3) See it from the customer's perspective
When we're starting the creative process, we can often fall into the trap of becoming too personally involved. Now I'm not saying you should cut off all feelings you have for your business, of course not, this is your baby. What I am saying is that you need to aim your logo and branding at your target audience not at what tickles your fancy. For example you're a big burly man who likes manly things (sorry for the gender stereotype but I'm trying to make a point) and you come up with a scented candle business that's aimed predominantly at women (again sorry for the stereotype), would you still design your logo based on what attracts you? The answer is probably and should be...NO. Try and get another person's opinion on the subject. Even better get a few people's opinion.
4) Keep it simple
Now we're getting down to the nitty gritty. Design. Think of some of the most iconic logos of the last 20 years. Apple, Nike, McDonalds, Mercedes and Audi to name a few. What do they all have in common?

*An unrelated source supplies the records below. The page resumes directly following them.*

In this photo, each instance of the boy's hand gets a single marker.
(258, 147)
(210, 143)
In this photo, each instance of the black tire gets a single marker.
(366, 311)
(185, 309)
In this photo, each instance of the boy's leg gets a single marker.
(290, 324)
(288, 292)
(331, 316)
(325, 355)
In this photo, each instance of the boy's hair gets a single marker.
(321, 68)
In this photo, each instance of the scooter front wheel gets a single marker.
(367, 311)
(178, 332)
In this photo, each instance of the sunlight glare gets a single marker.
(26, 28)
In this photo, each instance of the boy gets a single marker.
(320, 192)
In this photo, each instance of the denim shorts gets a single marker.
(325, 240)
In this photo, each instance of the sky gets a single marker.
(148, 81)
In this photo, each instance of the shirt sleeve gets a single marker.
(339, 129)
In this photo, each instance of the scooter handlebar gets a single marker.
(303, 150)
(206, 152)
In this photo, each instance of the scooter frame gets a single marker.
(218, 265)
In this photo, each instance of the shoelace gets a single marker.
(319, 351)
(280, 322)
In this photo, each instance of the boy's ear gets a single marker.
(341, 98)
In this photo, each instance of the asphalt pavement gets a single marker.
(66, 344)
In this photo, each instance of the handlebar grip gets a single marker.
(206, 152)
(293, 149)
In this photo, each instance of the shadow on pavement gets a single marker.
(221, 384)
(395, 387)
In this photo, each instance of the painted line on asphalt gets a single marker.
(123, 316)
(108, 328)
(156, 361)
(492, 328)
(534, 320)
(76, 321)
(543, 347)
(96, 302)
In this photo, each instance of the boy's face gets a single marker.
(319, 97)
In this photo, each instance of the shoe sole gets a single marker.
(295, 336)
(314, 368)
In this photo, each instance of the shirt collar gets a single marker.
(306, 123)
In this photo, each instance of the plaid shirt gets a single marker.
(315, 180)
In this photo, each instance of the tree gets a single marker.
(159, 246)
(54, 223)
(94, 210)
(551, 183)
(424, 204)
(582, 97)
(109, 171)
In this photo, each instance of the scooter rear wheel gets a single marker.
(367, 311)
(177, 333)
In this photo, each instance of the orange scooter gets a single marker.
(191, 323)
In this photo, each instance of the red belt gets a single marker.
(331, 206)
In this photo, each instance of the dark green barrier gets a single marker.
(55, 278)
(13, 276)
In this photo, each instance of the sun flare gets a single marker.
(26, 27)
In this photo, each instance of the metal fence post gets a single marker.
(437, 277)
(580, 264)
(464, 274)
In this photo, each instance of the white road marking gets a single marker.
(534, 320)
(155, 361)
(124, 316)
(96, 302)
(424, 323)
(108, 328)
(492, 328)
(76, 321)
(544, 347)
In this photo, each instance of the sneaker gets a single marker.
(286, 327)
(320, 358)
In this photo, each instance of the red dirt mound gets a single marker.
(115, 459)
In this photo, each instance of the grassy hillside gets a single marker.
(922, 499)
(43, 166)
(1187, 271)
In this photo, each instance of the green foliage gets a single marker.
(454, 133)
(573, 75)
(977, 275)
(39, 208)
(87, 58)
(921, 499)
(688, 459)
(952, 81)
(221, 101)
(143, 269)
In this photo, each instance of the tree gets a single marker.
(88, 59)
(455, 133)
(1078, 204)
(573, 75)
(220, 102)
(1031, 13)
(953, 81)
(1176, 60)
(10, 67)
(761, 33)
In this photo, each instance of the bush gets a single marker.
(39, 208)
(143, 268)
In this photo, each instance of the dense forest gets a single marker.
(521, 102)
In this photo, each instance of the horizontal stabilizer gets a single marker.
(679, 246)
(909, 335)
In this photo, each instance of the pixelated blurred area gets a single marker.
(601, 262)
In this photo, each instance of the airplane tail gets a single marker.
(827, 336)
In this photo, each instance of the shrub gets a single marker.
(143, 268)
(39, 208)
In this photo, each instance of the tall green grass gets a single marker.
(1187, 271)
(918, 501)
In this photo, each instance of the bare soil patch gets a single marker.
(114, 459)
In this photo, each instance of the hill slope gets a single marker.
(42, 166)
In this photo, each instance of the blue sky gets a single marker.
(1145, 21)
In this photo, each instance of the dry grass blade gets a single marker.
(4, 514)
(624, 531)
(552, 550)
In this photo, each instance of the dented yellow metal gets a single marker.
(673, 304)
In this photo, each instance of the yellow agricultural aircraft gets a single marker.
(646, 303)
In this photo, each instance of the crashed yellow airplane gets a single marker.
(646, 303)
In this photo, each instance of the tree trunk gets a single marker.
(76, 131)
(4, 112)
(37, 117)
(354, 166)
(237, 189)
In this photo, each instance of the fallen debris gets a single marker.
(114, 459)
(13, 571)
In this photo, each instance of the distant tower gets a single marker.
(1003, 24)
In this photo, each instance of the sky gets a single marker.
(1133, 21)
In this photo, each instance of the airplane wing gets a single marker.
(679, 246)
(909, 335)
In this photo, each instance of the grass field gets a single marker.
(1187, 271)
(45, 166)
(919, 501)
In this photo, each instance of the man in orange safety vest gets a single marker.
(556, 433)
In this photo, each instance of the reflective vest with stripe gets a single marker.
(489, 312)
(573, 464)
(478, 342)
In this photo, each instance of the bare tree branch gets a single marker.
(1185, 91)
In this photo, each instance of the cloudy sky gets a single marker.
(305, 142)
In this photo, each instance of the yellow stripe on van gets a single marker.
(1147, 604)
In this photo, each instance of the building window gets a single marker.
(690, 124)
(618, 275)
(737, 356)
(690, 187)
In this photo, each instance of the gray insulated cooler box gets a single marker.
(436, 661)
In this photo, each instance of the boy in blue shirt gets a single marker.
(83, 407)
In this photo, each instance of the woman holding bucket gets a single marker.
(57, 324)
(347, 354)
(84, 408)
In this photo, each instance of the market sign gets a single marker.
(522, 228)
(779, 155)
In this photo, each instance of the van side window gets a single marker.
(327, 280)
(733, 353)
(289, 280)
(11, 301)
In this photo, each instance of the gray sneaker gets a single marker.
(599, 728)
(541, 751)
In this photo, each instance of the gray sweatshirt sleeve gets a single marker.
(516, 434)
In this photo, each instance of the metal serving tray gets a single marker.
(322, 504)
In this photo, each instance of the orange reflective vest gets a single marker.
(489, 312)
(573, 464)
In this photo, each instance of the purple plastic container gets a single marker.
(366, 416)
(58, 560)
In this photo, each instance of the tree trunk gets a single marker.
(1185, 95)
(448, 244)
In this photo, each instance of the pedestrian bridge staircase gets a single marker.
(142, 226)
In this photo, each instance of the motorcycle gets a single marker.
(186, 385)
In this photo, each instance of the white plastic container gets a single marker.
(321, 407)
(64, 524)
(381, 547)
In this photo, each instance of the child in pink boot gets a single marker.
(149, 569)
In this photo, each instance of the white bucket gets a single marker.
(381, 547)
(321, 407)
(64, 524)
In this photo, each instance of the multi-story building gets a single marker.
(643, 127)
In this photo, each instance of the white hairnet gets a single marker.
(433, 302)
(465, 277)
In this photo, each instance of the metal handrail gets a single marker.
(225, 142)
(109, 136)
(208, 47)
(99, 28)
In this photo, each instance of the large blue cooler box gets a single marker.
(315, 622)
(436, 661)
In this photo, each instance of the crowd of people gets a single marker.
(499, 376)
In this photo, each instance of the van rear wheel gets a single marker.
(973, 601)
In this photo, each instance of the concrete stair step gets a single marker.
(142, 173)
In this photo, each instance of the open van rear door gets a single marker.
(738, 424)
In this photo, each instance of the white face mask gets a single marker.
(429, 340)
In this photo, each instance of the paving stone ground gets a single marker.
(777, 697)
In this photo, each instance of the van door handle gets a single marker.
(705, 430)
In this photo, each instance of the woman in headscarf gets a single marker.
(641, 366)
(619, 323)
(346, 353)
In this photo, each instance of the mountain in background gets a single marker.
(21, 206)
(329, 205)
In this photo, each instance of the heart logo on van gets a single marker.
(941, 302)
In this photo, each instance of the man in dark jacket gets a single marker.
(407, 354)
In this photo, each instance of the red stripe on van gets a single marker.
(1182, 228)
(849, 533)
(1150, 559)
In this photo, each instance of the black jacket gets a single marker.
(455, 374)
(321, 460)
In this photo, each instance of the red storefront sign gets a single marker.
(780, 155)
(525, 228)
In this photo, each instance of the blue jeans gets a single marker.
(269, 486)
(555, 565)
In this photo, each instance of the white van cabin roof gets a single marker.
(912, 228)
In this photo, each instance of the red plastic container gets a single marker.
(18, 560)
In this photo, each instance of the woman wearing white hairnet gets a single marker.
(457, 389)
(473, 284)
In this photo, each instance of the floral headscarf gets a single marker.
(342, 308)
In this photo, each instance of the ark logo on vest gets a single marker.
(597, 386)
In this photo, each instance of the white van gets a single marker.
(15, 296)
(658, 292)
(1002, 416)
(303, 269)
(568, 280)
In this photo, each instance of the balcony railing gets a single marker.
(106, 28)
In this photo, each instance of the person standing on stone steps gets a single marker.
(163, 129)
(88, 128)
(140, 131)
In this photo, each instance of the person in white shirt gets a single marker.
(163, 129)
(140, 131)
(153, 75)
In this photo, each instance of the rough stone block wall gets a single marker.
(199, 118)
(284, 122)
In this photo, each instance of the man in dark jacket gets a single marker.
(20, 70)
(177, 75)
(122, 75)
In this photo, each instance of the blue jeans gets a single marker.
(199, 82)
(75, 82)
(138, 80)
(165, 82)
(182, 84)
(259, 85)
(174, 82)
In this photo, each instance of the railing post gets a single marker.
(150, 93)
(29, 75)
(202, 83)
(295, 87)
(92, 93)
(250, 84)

Simplicity. They look so effortless, yet make such a huge impact. Simple logos are easier for the brain to process and therefore are recognised easier. I see so many businesses, starting out, get their logo completely wrong by trying toI hard! Use graphics that are clean and simple. Try and go for vector images over bevelled or embossed ones. A website like the Noun Project is great for simple vectors. Keep colours and fonts to a minimum. Too many different variants can make the logo look busy and cheap. Use the two for two rule. No more than 2 colours or 2 fonts.
5) Use the right software
Over the years designing your own logo has become more accessible to the "non tech savvy". Back in the day you had to be able to juggle Photoshop, Illustrator and a host of other programmes to create a decent looking end product. Now there are apps you can download on your phone to create a logo in your lunch break. Don't get me wrong Photoshop does still have its place, however Anada Lakra over at 99Designs.co.uk has a list of 8 tools that are really useful too.
6) If in doubt, get your wallet out
Like I said previously, your logo is the first impression your business will make and you may not get a chance at a second, so it makes no sense to be stingy in the logo design process. If you don't think you can do it or have hit a brick wall, don't just settle for a mediocre design. Pay a designer to come up with the type of logo you and your business deserve.